Topic A:
Here in the Tri-State, we're really lucky to have so many great Fortune 500 companies to work for: P&G, Kroger, Fifth Third, Macy's, GE… just to name a few. But one of these companies in particular has had a really rough few years - especially when it comes to its stock.
General Electric employs about 9,000 people in the Tri-State… so it's probably a reasonable guess to say some of you listening tonight work for GE. And, it's also reasonable to guess, that some of you probably own a lot of GE stock…. Which isn't a good thing if you're banking on all that stock to be your retirement plan.
To add insult to injury, GE is expected to announce a decision to break itself up as early as this spring, with a split likely, CNBC reported on Jan. 16.
Always remember ths SMA rule: Indivdiual stocks should make up no more than 10% of your total investments. This is especially true if you WORK for the company as well. You don't want to tie your current income AND too much of your future income to one company.
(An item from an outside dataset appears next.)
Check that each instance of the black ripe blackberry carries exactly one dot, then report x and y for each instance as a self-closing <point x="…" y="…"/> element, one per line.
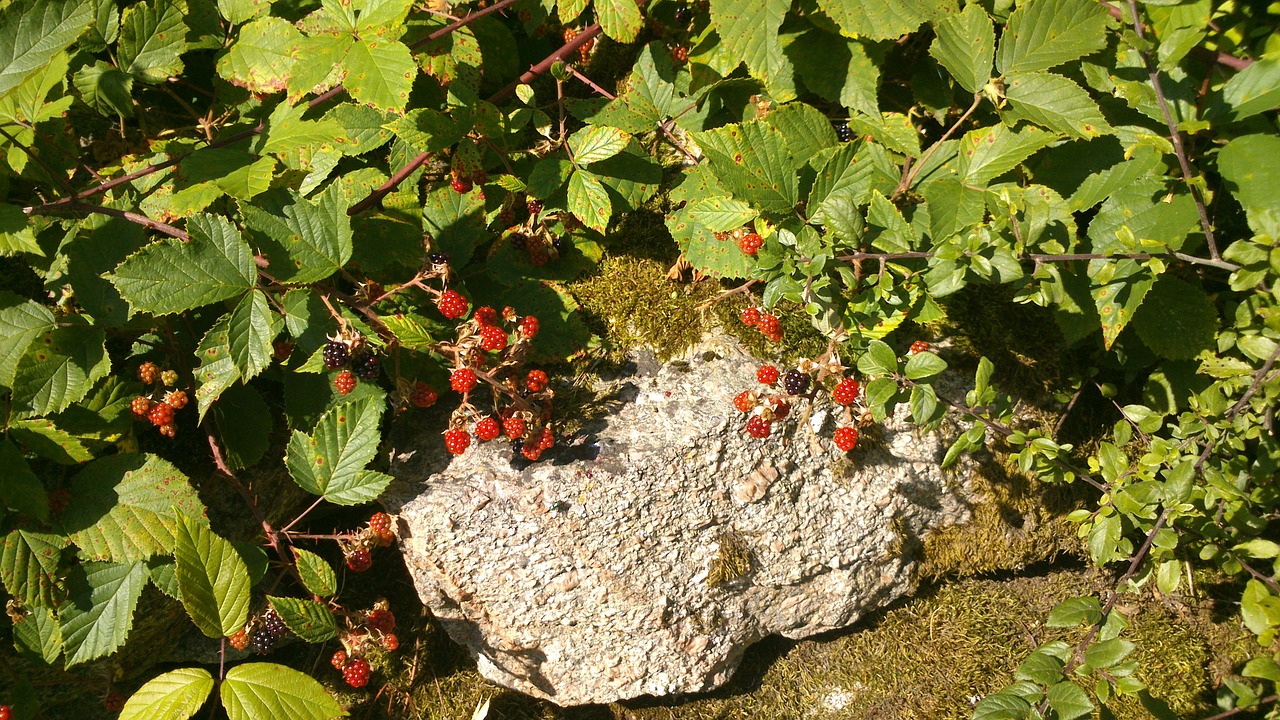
<point x="336" y="355"/>
<point x="795" y="382"/>
<point x="366" y="367"/>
This rule applies to EVERYONE, no matter who you work for!
And also keep this in mind... there are 3 general reasons to sell a stock:
If you need the money: There may be times when you are strapped for cash. You may have underestimated your tax bill or need extra cash for some house repairs. Whatever you need the money for, make sure you talk to your tax advisor and financial advisor before selling any stock.
There is something fundamentally wrong with the company: Remember Blockbuster? With the creation of Netflix and on-demand services, it was a struggle to compete. Blockbuster didn’t change its business plan in enough time to turn the company around.
Other investment options might be better for you: It could be the case that owning that stock you have just doesn't make sense any more for your risk tolerance, retiremement goals, whatever.
HERE'S THE SIMPLY MONEY POINT
Just because you work for a "big" company doesn't mean its stock isn't vulnerable to price drops. Be smart about how much you own.
#2: Enquirer
Every Sunday, Simply Money is answering your money questions in the Cincinnati Enquirer.
James in Sayler Park: I’m 58 and just learned that my company allows for a 401(k) in-service distribution at age 59 1/2. Is this something you recommend doing?
#3: Budgeting
Make a budget (and then make another one): As a freelancer, your pay can be unpredictable. So as you create a budget, start with your EXPENSES (not your income). This will help you determine how much you need to be making each month to keep the lights on, so to speak.
Also, you should try to make TWO budgets: one for your business needs and one for your personal needs. This will help you know how much you'll need to earn to live the lifestyle you want.
Build an emergency fund: Simply Money generally suggests having an emergency fund that covers 3 to 6 months work of expenses. But if you're a freelancer, you might want to bump up that coverage (6 to 9 months, or even 9 to 12 months). This will give you a cushion if you are between projects or you face an unexpected expense.
File your taxes quarterly: If you’re self-employed and expect to owe $1,000 or more in federal income tax, the IRS requires that you file estimated quarterly taxes. You might also have to make estimated tax payments if your tax in the previous year was greater than zero.
Save for retirement: As your own boss, you’ll have to take retirement savings into your own hands— and you won’t have perks like matching funds to incentivize you. But you still have options. Self-employed workers have several options for retirement savings accounts, including an "individual 401(k) / Solo 401(k)," Roth IRA, and taxable investment accounts.
HERE'S THE SIMPLY MONEY POINT
Just because your paycheck might be unpredictable as a freelancer doesn't mean your personal finances have to be. Make sure you're taking budgeting and saving seriously.